Learning about charity shops and rummaging through other people’s rejects show Liz and Jackie a new side of life and learnt that goods are not what makes the world go round but the people and their reactions.

Liz’s description of moving liquid manure in a car is marvellous. No one would have believed the problems caused by a strolling pheasant when Liz braked to avoid it. She and her friend were covered along with the interior of the car. Other cars swerved as they stood by the side of the road like a couple of Worzel Gummidges’ laughing their heads off before continuing their way home. Then they hit the busiest railway crossing which held them for nearly twenty minutes. The smell and the ooze of the liquid manure was too much for Liz who then displayed her talent of being sick,- “passengers on the Victoria to Eastbourne train had a grandstand view of a crusty, brown scarecrow doing projectile vomiting over the bonnet of a rusty old car.”

Liz’s interpretation of the Friday Ad’s section for men looking for women took on a new meaning and insight of what those men were really looking for in life. They range from “don’t think twice” meaning others have run the opposite direction to “genuine single dad” meaning at least a dozen children all with separate women.

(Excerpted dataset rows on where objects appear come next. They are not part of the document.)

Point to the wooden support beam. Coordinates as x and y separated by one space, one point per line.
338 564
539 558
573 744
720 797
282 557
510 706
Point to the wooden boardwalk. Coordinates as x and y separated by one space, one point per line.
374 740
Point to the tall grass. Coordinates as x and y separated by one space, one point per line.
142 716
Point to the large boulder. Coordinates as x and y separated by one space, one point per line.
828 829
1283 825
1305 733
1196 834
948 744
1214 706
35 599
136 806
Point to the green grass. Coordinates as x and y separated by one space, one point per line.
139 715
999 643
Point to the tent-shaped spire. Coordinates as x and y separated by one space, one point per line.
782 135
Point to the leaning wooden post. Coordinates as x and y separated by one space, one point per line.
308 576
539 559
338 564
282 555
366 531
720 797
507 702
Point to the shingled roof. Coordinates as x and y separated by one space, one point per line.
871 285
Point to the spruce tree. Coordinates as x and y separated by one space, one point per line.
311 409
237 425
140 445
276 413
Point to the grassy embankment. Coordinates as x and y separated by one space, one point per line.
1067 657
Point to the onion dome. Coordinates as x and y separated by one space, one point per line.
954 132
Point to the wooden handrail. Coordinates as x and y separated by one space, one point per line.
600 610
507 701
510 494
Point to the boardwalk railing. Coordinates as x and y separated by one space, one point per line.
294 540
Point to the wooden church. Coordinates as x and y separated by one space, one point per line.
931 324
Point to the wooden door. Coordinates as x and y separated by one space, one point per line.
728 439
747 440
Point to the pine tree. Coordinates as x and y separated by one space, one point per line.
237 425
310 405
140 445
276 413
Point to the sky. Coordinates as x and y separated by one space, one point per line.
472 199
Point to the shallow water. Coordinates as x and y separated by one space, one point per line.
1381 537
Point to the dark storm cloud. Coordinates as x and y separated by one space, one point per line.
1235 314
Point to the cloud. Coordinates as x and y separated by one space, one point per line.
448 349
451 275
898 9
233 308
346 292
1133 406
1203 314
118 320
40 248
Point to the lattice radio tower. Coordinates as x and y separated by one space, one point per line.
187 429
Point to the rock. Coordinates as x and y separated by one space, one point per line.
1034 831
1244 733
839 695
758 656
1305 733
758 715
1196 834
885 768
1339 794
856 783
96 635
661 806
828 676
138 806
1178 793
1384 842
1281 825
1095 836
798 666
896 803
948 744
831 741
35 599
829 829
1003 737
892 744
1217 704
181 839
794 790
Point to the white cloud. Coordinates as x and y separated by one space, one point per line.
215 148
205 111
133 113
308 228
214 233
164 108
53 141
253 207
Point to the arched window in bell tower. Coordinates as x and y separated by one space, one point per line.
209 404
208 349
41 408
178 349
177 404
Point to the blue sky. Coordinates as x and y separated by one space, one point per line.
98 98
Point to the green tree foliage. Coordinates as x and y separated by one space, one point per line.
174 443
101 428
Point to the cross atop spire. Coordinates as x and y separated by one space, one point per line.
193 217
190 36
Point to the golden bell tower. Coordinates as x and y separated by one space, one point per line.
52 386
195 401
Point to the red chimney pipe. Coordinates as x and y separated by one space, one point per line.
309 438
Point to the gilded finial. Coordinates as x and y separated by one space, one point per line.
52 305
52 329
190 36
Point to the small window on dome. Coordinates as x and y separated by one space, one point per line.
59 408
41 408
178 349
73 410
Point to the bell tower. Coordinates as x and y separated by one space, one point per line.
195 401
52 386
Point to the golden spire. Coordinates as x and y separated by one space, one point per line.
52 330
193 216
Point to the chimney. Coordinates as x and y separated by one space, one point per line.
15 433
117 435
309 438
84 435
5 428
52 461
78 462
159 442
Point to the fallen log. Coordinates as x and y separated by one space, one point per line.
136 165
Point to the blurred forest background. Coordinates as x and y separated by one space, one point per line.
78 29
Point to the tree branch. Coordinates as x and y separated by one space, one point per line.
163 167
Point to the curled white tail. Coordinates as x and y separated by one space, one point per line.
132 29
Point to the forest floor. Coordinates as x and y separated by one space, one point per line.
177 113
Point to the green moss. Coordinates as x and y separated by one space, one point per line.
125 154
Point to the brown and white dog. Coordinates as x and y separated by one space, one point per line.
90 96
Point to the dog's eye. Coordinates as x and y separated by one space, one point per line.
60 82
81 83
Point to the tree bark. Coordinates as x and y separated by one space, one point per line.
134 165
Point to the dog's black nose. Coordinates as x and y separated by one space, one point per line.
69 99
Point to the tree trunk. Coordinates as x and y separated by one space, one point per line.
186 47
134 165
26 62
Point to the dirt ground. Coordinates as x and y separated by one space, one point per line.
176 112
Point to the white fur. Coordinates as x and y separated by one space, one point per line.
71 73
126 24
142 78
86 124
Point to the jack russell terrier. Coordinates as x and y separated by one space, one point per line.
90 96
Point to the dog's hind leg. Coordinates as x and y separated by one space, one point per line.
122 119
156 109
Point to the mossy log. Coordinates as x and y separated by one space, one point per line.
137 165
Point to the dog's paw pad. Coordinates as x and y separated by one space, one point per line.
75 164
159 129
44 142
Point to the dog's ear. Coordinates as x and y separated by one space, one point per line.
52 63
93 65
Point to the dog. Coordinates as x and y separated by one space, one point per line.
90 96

Then she met an older man, Charles, who bred budgerigars and had a rugged handsomeness about himself. After a short time of knowing one another Charles invited Liz out but would not tell where he was taking her. After a car journey that had an indication of horrors to come they ended up at the dog track. Liz was not impressed, and a dinner of fish and chips with the ketchup ended up on her coat was the last straw. Finally they headed home or so Liz thought. He pulled off on a dark lane and made his move and was firmly put in his place. But the car was now stuck, Liz in a fit of bad judgement tried to help by pushing the car while Charles revved the engine. The rain which was falling helped the adhesive of mud to stick and there was Liz as a mud lady. They walked back to the main road where a kind white van person took them home. She found out later he was married and his wife had released all his budgies when she accused him of having an affair.

Liz’s description of working in a national cut price store stocking and tidying the shelves and the thievery that went on that the management would not deal with properly is mind numbing of what people get up to doing. After another boxing match with the bankruptcy people (namely the government) wanting more money now that her house is in positive equity Liz needed another job. She found one in a bottle cosmetic factory. Here Liz coped with machinery from the dark ages, bottles with lives of their own, and workers who ranged from moving immigrants to terrorists. This job as the previous one left to go abroad without her.

It was in a dentist office that she struck gold. Liz told her daughter Jackie that she could write better short stories than the ones she was reading in the magazines that litter such offices in hope. With many stops and starts, from archaic typewriters to computers with a new language, Liz has persevered to produce this delightful and humorous take on her voyage through life to this moment in time.